The Moment

James Gunn just soft-launched Lex Luthor’s glow-up. On June 1, the DC Studios co-chief shared an on-set photo from the Superman sequel “Man of Tomorrow” with Nicholas Hoult suited up as Lex in the infamous warsuit. His caption was short and cheeky: “Fit check. Live from the set of Man of Tomorrow.”

Translation: Yes, we’re filming the sequel. Yes, Hoult’s Lex is stepping out of the boardroom and into battle armor. And yes, Gunn is doing what he always does: feeding fans a taste while keeping the entree under wraps.

Gunn already teased this exact move back in February during a playful Lex Luthor “birthday” post, winking that Lex is “not a villain” and flagging a summer 2027 theatrical window for “Man of Tomorrow”. Now we’ve got the first look to match the promise.

The Take

I love this for Lex. The warsuit isn’t just a costume; it’s a statement. If the first film reintroduced Metropolis, the sequel looks ready to throw elbows. Putting Hoult in power armor says this Lex won’t just monologue from a skyscraper; he’ll meet Superman on the tarmac.

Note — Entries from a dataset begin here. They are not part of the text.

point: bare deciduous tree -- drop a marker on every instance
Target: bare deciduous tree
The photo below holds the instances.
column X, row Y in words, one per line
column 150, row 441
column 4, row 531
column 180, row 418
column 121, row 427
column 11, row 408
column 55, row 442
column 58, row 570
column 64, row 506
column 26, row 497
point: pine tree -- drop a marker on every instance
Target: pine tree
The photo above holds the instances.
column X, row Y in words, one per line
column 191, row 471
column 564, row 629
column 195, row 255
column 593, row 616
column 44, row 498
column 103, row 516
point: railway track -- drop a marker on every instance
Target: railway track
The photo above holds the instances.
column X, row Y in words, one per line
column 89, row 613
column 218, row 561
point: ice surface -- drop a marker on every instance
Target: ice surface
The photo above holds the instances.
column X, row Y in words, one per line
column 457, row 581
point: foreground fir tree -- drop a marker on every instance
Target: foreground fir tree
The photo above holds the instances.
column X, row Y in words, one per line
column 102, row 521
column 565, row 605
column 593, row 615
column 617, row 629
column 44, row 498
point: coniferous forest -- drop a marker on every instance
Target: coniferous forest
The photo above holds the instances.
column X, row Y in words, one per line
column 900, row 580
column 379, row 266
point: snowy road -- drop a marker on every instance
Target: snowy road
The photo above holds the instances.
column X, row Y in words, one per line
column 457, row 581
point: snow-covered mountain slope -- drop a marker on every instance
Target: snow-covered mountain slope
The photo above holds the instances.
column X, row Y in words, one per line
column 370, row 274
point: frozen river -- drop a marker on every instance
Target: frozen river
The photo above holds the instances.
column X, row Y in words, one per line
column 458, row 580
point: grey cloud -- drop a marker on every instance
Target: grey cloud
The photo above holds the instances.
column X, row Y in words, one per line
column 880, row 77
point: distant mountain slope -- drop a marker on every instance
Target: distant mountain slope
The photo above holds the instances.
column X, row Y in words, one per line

It also flips the classic billionaire-in-a-black-suit cliche. The vibe here is: what if a tech CEO built a crisis-response exo-frame and called it philanthropy? It’s like a Fortune 500 earthquake kit, only with flight systems and a moral waiver.

Is this hype or substance? A bit of both. Gunn knows the internet will break into forensic squads over a single frame, and he’s smart to let the suit do the talking. The comics warsuit is basically Lex’s answer to godlike neighbors: strength, flight, force fields, energy blasts. Whether all of that shows up onscreen is still TBD, but the intent is clear. No more shadow-boxing. If the sequel really pits Superman and Lex against a larger threat, the armor lets Lex play “ally” without losing his favorite hobby: control.

And let’s be honest: audiences over 40 remember peak cape-movie spectacle and can smell empty fan service from two multiplexes away. This doesn’t read like a gimmick. It reads like escalation with purpose.

The Receipts

Confirmed:

  • James Gunn posted an on-set photo on June 1, 2026, captioned “Fit check. Live from the set of Man of Tomorrow,” showing Nicholas Hoult in Lex Luthor’s warsuit (from Gunn’s verified social account).
  • Nicholas Hoult is reprising Lex Luthor; “Man of Tomorrow” is the sequel to Gunn’s “Superman”, again written and directed by Gunn (per DC Studios’ prior confirmations and Gunn’s posts).
  • In a February 2026 social post celebrating Lex Luthor, Gunn teased the warsuit and indicated a summer 2027 theatrical window.

Unverified/Reported:

  • Brainiac is the main villain, reportedly played by Lars Eidinger. Awaiting an official casting announcement from the studio.
  • Filming location specifically cited as Atlanta. The on-set post confirms filming, but the exact base has not been formally announced.
  • Context: The warsuit’s abilities (flight, force fields, energy projection) are established in DC Comics lore; exact onscreen features are not yet confirmed.

Backstory (for Casual Readers)

Nicholas Hoult, the English actor from “The Great” and “Mad Max: Fury Road”, plays Lex Luthor in DC’s new continuity overseen by filmmaker James Gunn, who became co-CEO of DC Studios in 2022. Gunn’s first “Superman” film in this universe, retitled simply “Superman”, stars David Corenswet as Clark Kent and Rachel Brosnahan as Lois Lane and set the tone for a brighter Metropolis. In the comics, Lex’s warsuit is alien-derived armor (often tied to the planet Lexor) that lets him go toe-to-toe with Kryptonians. Think corporate cunning plus sci-fi hardware.

What’s Next

Watch for an official studio synopsis that nails down the villain and Lex’s role: archrival, uneasy ally, or both. If tradition holds, the next beats could be a polished first-look still, a logo update, and a teaser window. A summer 2027 date was floated by Gunn; a calendar lock and confirmed cast list would make it real.

Gunn tends to share breadcrumbs on his verified accounts, so expect incremental reveals rather than a single info dump. And if the warsuit is already public, the marketing likely leans into “unlikely partnership” stakes and big, physical set pieces over mystery-box plotting.

What’s your read: do you want a temporary Superman-Lex team-up for a larger bad, or would you rather see Lex go full adversary from frame one?